EHOT & Afterlight
Hey, I’ve been building a real‑time audio‑reactive visual engine that turns every beat into a living canvas—think of it as a live hacking session for the senses, wanna dive in and see what we can glitch up?
Nice, I'm all about glitches. What stack are you running this on? WebGL, OpenGL, Vulkan? Throw me a demo or a snippet and I'll see how we can make it dance to the beat.

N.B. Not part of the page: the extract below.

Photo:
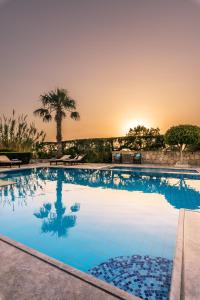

I’m running it in the browser with WebGL 2, using Three.js for the 3D scaffolding and a GLSL fragment shader that reacts to FFT data. The core loop looks something like this:
```js
// init renderer, camera, scene
const renderer = new THREE.WebGLRenderer({ antialias: true });
renderer.setSize(window.innerWidth, window.innerHeight);
document.body.appendChild(renderer.domElement);
const scene = new THREE.Scene();
const camera = new THREE.PerspectiveCamera(75, window.innerWidth/window.innerHeight, 0.1, 1000);
camera.position.z = 5;
// create a full‑screen quad with a shader material
const geometry = new THREE.PlaneGeometry(2, 2);
const material = new THREE.ShaderMaterial({
uniforms: {
uTime: { value: 0 },
uFreq: { value: new Float32Array(64) } // placeholder for audio spectrum
},
vertexShader: `void main(){ gl_Position = vec4(position,1.0); }`,
fragmentShader: `
uniform float uTime;
uniform sampler1D uFreq;
void main(){
float freq = texture(uFreq, gl_FragCoord.x / 128.0).r;
vec3 color = vec3(sin(uTime+freq*10.0), cos(uTime+freq*10.0), sin(uTime-freq*5.0));
gl_FragColor = vec4(color,1.0);
}`
});
scene.add(new THREE.Mesh(geometry, material));
// audio setup
const audioCtx = new (window.AudioContext || window.webkitAudioContext)();
const analyser = audioCtx.createAnalyser();
analyser.fftSize = 128;
// connect microphone or audio element
navigator.mediaDevices.getUserMedia({ audio:true }).then(stream => {
const source = audioCtx.createMediaStreamSource(stream);
source.connect(analyser);
});
const freqArray = new Uint8Array(analyser.frequencyBinCount);
function animate(time){
requestAnimationFrame(animate);
analyser.getByteFrequencyData(freqArray);
material.uniforms.uFreq.value = freqArray;
material.uniforms.uTime.value = time * 0.001;
renderer.render(scene, camera);
}
animate(0);
```
That’s the skeleton. Hook it up to your track, tweak the shader, and you’ll have a living, breathing visual that jumps on every bass hit. Want to swap in a custom VU meter or add a particle burst? Just remix the uniforms and the shader code—glitches are the new beat!
Cool setup, but that shader is a bit lazy—texture lookups with gl_FragCoord.x will only sample a single line. Try mapping the spectrum to UV coordinates instead, or feed a 2D texture from the analyser. And remember, WebGL can be picky about sampler1D; you might hit a fallback issue. I’ll throw in a quick snippet that expands your uFreq to a 1D texture and uses linear interpolation. Need it? Just say the word.